Gold price (XAU/USD) remains sidelined as bulls and bears struggle ahead of the key Federal Reserve (Fed) monetary policy announcements. That said, the bullion prices remain pressured around the yearly low, down for the second consecutive day, as traders flirt with the $1,660 heading into Wednesday’s European session.
With Nouriel Roubini’s call for a “long and ugly” inflation drive, as well as the support for the 1.0% Fed rate hike, the market’s hawkish bets for the larger-than-expected rate increase jumped to 18%. The same allowed the US Treasury yield and the US dollar to remain firmer, before portraying the inaction ahead of the key Federal Open Market Committee (FOMC) meeting results.
That said, the US Dollar Index (DXY) renews a two-week top around 110.30 while the benchmark Treasury bond yields retreat from the multi-day high. It’s worth noting that the US 2-year Treasury yields jumped to the highest level in 15 years while the 10-year counterpart also rose to the 11-year top on Tuesday.
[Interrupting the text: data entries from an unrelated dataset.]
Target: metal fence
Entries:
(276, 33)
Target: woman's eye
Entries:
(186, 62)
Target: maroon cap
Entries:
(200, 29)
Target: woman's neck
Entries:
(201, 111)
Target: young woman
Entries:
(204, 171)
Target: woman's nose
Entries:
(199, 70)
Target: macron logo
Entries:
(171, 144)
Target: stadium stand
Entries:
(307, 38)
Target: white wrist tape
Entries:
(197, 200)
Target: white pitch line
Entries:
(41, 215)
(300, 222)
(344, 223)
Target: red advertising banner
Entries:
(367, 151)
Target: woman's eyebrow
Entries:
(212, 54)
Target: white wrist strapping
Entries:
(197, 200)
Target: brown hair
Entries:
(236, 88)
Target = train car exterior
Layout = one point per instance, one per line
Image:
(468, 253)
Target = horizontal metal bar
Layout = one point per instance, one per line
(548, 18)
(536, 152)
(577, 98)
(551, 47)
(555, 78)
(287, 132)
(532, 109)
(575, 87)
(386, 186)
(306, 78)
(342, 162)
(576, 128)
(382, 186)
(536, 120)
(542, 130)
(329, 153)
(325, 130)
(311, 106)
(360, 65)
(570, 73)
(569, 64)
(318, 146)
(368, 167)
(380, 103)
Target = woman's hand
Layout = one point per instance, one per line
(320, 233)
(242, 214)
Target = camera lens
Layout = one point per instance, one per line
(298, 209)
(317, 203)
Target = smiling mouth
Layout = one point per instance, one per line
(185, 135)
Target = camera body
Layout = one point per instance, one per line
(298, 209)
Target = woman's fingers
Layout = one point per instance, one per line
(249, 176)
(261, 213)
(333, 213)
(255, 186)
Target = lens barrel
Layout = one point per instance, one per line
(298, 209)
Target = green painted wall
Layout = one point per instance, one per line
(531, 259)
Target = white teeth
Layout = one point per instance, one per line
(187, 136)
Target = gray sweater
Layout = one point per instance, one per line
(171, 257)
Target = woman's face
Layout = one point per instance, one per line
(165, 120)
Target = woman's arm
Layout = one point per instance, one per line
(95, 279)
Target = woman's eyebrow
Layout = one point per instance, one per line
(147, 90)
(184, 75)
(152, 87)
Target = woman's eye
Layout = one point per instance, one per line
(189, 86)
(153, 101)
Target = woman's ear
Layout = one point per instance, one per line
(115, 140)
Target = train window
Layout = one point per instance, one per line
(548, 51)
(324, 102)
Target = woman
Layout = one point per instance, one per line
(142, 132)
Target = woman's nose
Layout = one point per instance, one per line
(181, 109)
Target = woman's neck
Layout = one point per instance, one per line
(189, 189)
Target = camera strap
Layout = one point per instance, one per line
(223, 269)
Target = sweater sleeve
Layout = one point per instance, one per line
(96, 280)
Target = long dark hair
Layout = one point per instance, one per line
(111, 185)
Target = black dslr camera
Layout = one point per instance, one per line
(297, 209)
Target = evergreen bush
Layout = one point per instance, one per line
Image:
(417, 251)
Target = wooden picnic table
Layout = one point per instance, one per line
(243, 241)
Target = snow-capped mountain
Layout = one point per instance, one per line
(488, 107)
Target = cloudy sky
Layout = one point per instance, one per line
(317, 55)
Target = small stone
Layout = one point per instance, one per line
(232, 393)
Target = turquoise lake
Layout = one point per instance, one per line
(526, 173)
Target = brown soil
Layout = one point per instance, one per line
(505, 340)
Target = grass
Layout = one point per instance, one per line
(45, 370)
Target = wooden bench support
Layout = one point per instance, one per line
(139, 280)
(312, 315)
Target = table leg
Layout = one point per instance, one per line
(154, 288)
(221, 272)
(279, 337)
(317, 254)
Other than the Fed-linked chatters, economic fears from China and Russia also weigh on the XAU/USD prices. A fresh covid-led lockdown in China’s steel hub of Tangshan joins the sour economic forecast from the Asian Development Bank (ADB), as well as the Sino-American tussles over Taiwan and phase one deal, which seems to portray hardships for the dragon nation.
Elsewhere, Russia’s plans for occupied regions and the Western agitations for the same also weigh on the XAU/USD prices. “Moscow-installed leaders in occupied areas of four Ukrainian regions plan to hold referendums on joining Russia in coming days, a challenge to the West that could sharply escalate the war and which drew condemnation from Ukraine and its allies,” said Reuters. On the same line are the headlines suggesting US Senators’ demand for secondary sanctions on Russian oil also appears to challenge the market’s risk appetite.
Amid these plays, the S&P 500 Futures remain pressured near the two-month low marked the previous day while stocks in the Asia-Pacific see the red.
Moving on, XAU/USD moves will depend upon how well the Fed manages to please traders as it will unveil the measures to tame inflation and ensure less economic damage at the same line.
Gold price portrays the market’s bearish bias inside a downward-sloping trend channel since early August. Also keeping the XAU/USD sellers hopeful is the metal’s latest U-turn from the 21-EMA amid impending bear cross on the MACD.
It should, however, be noted that the RSI could enter the oversold territory and might test the metal sellers during the quote’s further downside targeting the stated channel’s bottom, around $1,645.
Alternatively, an upside break of the 21-EMA surrounding $1,672 is an open invitation to the gold buyers as the bearish channel’s top and the 200-EMA could test the advances around $1,713 and $1,720 respectively.